The cost of production of the MAX 10 is irrelevant to price negotiations.
I do not doubt that BCA feel that way. But in a negotiation like that, BCA can only make an offer. FR is the decision maker here. So if MOL decides it is relevant, it is.
I do not think he is out to screw BCA, FWIW. He probably just will not settle for any deal for more that WN or IAG paid.
The only thing that matters is how much FR needs these airplanes vs. how much Boeing wants to sell them.
I think that is where this gets interesting. With an average fleet age of only 8 years, FR are in no rush to replace anything. Theoretically, MAX 10s add capacity. But they have already MAX8-200s on the way.
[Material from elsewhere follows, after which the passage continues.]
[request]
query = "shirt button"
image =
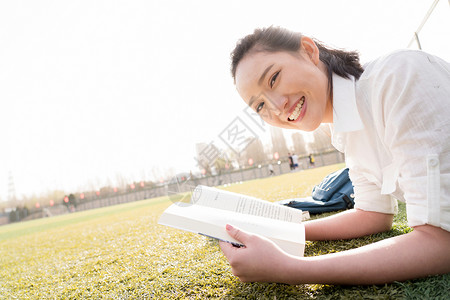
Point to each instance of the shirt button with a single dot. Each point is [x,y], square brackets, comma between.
[433,162]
While more is always better when an airline makes its money off ancillaries, the difference between those two will not be a show stopper for FR.
I understand that MOL does not want to overpay for anything, but when I need a carton of milk at 11pm, I'll pay what the local convenience store wants me to pay because it's the only place I can get it from at that time, regardless of whether it costs half the price at the local supermarket or what it cost the producer to make...
Not that I think Boeing is gouging prices here, but they have no interest to sell at zero cost or at a loss either. Their cash position may be trash, but there is a limit to how bad a 'loan' you can take to fix it before it just makes it worse.
The MAX may be a troubled program, but they still have around 4000 frames to deliver. It is likely that demand will pick up before they finish assembling them.
I do not disagree with that as a concept. The real question here is what is FR's actual need? This order is more WN style strategic top-up than AA panic ordering 400 planes because they just noticed how old their MD-80s were. They want the milk, but they are not thirsty enough to need
it, and may decide they will deal with it later. BCA OTOH, have milk that's going to expire tomorrow.
I agree with you that they are not likely gouging, and as I have said, I also think they cannot afford to sell below cost. Your reference to that as a payday loan is quite apt.
But they cannot afford to do nothing either. I think they will make this deal, one way or the other.
Some of you seem to think that BCA and AB are in the business to produce planes at a cost that works for Ryanair business model and not for them....
Some of you think FR are in the business of subsidizing poorly run OEMs.
The more public this "drama" is celebrated by both sides in public the more likely I consider they will sign a deal soon.
Seems to be the way it goes...
Ryanair has a ton of 737 options at various prices based on prior deals. Boeing will honor those until they expire. Pro rating these option prices to the -10 size would be an OK deal for both parties IF economic conditions remain comparable.
Most likely outcome.
This last year has been anything but normal, Aluminum prices are crazy high and many alloys have become scarce. General construction costs in the US are like 30% more year to year. Composite materials are the same way. Will this continue? Seeing 1 year of this requires projecting out 2 to 3 years, quite tricky. It is surely back to strong material cost index adjustments in the contracts.
Yep. And BCA will just have to absorb those costs if they become an issue. Which probably explains why they have a hesitancy to make a deal they otherwise need. The wrong move could hurt them very badly.
Name any airline who pays more for aircraft than they have to, and especially when an order is not for just 10 or 20?
I find it very interesting that this site routinely congratulates DL for doing literally the exact same thing
as being a tightly run ship. But when it is FR, EK, QR, etc, all of a sudden it is 'dramatic.' FR have no obligation to ensure BCA's profit margins, and I do not get where on earth the idea came from that otherwise could ever somehow be true.